Mme Jeannin prit un appartement au quatrième, dans le voisinage du Jardin des Plantes. Les chambres donnaient sur les murs lépreux d’une cour obscure ; la salle à manger, et le salon — (car Mme Jeannin tenait à avoir un salon) — sur une rue populeuse. Tout le jour, passaient des tramways à vapeur, et des corbillards, dont la file allait s’engouffrer dans le cimetière d’Ivry. Des Italiens pouilleux, avec une racaille d’enfants, flânaient sur les bancs, ou se disputaient aigrement. On ne pouvait laisser les fenêtres ouvertes, à cause du bruit ; et, le soir, quand on revenait chez soi, il fallait fendre le flot d’une populace affairée et puante, traverser les rues encombrées, aux pavés boueux, passer devant une répugnante brasserie, installée au rez-de-chaussée de la maison voisine, et à la porte de laquelle des filles énormes et bouffies, aux cheveux jaunes, plâtrées et grasses de fard, dévisageaient les passants avec de sales regards.

Le maigre argent des Jeannin s’en allait rapidement. Ils constataient, chaque soir, avec un serrement de cœur, la brèche plus large qui s’ouvrait à leur bourse. Ils essayaient de se priver ; mais ils ne savaient pas : c’est une science, qu’il faut bien des années d’épreuves pour apprendre, quand on ne l’a point pratiquée depuis l’enfance. Ceux qui ne sont pas économes, de nature, perdent leur temps à vouloir l’être : dès qu’une nouvelle occasion de dépenser se présente, ils y cèdent ; l’économie est toujours pour la prochaine fois ; et quand par hasard ils gagnent ou croient avoir gagné la plus petite chose, ils se hâtent de faire servir le gain à des dépenses, dont le total finit par le dépasser dix fois.
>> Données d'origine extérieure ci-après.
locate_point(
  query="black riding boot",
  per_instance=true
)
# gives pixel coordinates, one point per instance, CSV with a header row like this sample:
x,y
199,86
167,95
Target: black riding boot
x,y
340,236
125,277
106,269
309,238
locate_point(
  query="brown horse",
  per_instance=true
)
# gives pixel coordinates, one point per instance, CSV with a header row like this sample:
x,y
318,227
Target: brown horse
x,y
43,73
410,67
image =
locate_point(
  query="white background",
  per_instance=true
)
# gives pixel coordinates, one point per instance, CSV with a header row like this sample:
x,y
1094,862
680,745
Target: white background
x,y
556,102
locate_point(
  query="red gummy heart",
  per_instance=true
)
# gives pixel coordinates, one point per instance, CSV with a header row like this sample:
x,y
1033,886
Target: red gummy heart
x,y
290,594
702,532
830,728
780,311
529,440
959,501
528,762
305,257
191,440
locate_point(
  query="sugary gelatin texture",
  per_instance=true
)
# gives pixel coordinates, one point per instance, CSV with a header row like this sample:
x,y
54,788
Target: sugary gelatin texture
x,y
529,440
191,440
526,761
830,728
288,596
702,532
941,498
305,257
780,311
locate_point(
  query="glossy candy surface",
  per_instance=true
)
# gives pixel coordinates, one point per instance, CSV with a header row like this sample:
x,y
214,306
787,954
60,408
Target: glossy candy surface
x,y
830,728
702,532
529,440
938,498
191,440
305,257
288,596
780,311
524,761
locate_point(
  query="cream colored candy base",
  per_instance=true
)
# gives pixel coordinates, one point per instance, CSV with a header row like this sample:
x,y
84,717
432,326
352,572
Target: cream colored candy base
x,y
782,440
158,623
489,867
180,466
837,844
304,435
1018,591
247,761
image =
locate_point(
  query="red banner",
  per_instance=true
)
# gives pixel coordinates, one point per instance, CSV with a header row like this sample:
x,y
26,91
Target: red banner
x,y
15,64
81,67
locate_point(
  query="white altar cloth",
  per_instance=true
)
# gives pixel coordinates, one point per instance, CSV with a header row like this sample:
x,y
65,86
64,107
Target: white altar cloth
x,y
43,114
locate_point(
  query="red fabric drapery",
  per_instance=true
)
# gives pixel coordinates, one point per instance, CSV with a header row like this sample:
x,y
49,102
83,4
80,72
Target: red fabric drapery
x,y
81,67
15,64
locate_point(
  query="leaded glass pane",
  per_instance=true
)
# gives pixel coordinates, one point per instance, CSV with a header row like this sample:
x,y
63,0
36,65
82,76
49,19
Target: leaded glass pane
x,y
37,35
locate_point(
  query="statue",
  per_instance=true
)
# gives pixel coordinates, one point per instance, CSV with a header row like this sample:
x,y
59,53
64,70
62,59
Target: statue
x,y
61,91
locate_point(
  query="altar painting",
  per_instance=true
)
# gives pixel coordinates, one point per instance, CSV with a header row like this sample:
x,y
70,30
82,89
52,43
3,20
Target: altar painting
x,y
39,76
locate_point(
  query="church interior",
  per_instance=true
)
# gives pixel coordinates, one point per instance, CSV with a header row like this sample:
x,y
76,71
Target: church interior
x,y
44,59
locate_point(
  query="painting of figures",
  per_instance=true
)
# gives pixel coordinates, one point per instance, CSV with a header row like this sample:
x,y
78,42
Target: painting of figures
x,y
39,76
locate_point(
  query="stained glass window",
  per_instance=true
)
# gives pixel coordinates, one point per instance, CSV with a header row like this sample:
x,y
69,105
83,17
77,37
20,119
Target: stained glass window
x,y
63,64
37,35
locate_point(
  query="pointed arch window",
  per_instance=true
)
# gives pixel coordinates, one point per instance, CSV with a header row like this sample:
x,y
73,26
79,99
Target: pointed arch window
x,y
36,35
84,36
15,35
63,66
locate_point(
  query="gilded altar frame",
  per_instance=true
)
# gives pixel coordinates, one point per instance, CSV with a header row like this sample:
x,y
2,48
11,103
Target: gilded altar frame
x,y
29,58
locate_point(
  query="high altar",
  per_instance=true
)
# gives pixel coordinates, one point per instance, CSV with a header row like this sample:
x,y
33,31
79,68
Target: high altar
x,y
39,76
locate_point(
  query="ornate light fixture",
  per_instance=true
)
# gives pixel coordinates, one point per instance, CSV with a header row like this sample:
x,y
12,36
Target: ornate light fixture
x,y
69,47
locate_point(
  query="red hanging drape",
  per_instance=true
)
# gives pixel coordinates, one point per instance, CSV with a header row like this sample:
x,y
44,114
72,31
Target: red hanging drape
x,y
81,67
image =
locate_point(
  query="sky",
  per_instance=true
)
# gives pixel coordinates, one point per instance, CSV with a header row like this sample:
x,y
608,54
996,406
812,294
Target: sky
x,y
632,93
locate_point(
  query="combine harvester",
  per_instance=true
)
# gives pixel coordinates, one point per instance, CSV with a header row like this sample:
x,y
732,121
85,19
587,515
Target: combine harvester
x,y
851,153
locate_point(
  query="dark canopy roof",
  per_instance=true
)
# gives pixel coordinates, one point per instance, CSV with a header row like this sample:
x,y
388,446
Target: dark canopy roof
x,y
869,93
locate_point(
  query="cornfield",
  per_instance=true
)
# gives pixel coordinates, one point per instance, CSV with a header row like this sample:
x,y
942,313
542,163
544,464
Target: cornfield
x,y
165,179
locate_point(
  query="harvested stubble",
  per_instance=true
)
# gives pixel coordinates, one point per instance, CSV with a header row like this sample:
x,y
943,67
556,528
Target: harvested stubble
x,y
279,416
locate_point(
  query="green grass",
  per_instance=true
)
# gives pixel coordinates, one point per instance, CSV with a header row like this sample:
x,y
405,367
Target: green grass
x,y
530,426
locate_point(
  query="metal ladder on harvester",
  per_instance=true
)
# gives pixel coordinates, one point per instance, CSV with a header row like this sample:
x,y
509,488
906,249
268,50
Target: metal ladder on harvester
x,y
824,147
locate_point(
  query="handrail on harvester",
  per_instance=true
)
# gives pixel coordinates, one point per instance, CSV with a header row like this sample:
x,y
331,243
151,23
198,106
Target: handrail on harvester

Au bout de quelques semaines, les ressources des Jeannin se trouvaient épuisées. Mme Jeannin dut abdiquer tout reste d’amour-propre, et elle alla, à l’insu de ses enfants, faire une demande d’argent à Poyet. Elle s’arrangea de façon à le voir seul, dans son cabinet, et elle le supplia de lui avancer une petite somme, en attendant qu’ils eussent trouvé une situation qui leur permît de vivre. L’autre, qui était faible et assez humain, après avoir essayé de remettre sa réponse à plus tard, céda. Il avança deux cents francs, dans un moment d’émotion, dont il ne fut pas le maître, et dont il se repentit d’ailleurs aussitôt après, — surtout quand il lui fallut en convenir avec Mme Poyet, qui fut exaspérée contre la faiblesse de son mari et contre son intrigante de sœur.